第2話「眠れる神の覚醒」
―――研究記録:002
被験体01:生体反応安定。昏睡状態からの覚醒試験開始。
辺境の朝は静かに訪れた。
窓の外に広がる森の緑は深く、冷えた空気が私の肺に満ちる。
被験体01は私の手の中で、かすかに動いていた。
「理論的には、致命的な外傷も魔術回復で修復可能。だが、未知種のドラゴンでは予測不能な変数が多い。」
そう囁きつつ、私は実験ノートに記録を取る。時計が示すのは午前6時。実験開始から約12時間経過。
「起きろ、被験体01。あなたの力は眠ったままでいいのか?」
魔法陣を小屋の床に描き、呪文を唱える。魔法の光が彼女の身体を薄く包んだ。
その時、少女の赤い瞳がわずかに開き、私をまっすぐに見つめた。
「……?」
言葉は発せられない。だが、視線の奥に宿る「知性」を感じ取った瞬間、胸が高鳴る。
「なるほど。
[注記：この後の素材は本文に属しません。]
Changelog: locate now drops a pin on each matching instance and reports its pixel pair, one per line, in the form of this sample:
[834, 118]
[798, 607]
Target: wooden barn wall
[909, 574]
感覚受容器は機能しているようだ。視覚、聴覚、触覚……咀嚼反応も正常範囲内か。」
一人称「私」の科学者としての冷静さの裏に、確かな興奮が混じっていた。
「これからは調査と育成を両立させねばなるまい。単なる実験材料ではない。被験体01は“存在”だ。」
その言葉に込めた想いは、狂気にも似て、それでいてどこか優しいものだった。
シーン:初めての言葉
一日の終わり、私が食事を運んだところ、彼女は初めて微かな声を発した。
「フィロ……?」
私の名が、彼女の口から出たことに震えた。君が私の被験体でありながら、同時に「彼女」でもあることを認識した。
「そう、私がフィロ。あなたのために君の世界を解き明かす役割を担っている。」
だが、「あなた」と呼ぶだけの少女だったはずの被験体01は、僅かに表情を揺らし、私の言葉に応えた。
「覚醒……」
その声は風が葉を揺らすように儚く、それでも世界全体に轟く神の声のようにも聞こえた。
心理観察メモ:フィロ・レミグレイ
冷静な理論主義の背後で、被験体との絆が深化しつつある。
「研究対象」と「存在」との境界線が曖昧になる瞬間。
理性と感情、両者の狭間で自覚しながらも、前進する決意を固める。
研究メモ:魔術と生命の交差点
被験体01は単なるドラゴンではない。古代の魔術理論では説明しきれない未知の生命体。
彼女の覚醒過程で得られるデータは、新魔術体系構築の鍵となる。
継続的な実験・育成計画の戦略が必要不可欠。
辺境の小屋で、闇の向こうに新たな“神”の胎動が始まった。